If you have a science background and thought that your only alternative to med school was graduate research, you're wrong. One of the booming areas of law is intellectual property, and lawyers in this field almost always have a science or engineering background before law school.

That doesn't mean getting into law school is easy though. You do need a strong undergraduate GPA, and have to worry about this pesky test called the LSAT.

But it's worth it, unless you are completely content with the status of minority people in Canada.  A legal career allows you to pursue professional goals while maintaining an advocacy role within society.

And because the law affects nearly everything we do, there are areas of law that are of interest to everyone.

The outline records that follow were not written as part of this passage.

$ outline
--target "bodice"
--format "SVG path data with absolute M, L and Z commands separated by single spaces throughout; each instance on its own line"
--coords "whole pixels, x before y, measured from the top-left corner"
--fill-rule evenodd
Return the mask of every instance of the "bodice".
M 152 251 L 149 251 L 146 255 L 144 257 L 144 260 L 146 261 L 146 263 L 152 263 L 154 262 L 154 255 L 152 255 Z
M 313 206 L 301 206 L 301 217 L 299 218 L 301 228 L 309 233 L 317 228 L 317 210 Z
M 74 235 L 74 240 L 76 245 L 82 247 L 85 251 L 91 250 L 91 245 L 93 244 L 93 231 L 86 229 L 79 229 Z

Fred Rodell, a former professor at Yale, wrote back in 1939, in a book entitled "Woe unto you lawyers,"

It is the lawyers who run our civilization for us - our governments, our business, our private lives. Most legislators are lawyers; they make our laws. Most presidents, governors, commissioners, along with their advisers and brain-trusters are lawyers; they administer our laws. All the judges are lawyers; they interpret and enforce our laws. There is no separation of powers where the lawyers are concerned. There is only a concentration of all government power - in the lawyers. As the schoolboy put it, ours is "a government of lawyers, not of men."

It is not the businessmen, no matter how big, who run our economic world. Again it is the lawyers, the lawyers who "advise" and direct every time a company is formed, every time a bond or a share of stock is issued, almost every time material is to be bought or goods to be sold, every time a deal is made. The whole elaborate structure of industry and finance is a lawyer-made house. We all live in it, but the lawyers run it.

And in our private lives, we cannot buy a home or rent an apartment, we cannot get married or try to get divorced, we cannot die and leave our property to our children without calling on the lawyers to guide us. To guide us, incidentally, through a maze of confusing gestures and formalities that lawyers have created.

A legal career is not only the smart move in tomorrow's volatile markets, it's the right one.

The deadline for law school applications in Ontario is Nov. 3, just over a month from now. You still have time to prepare your application and get it in.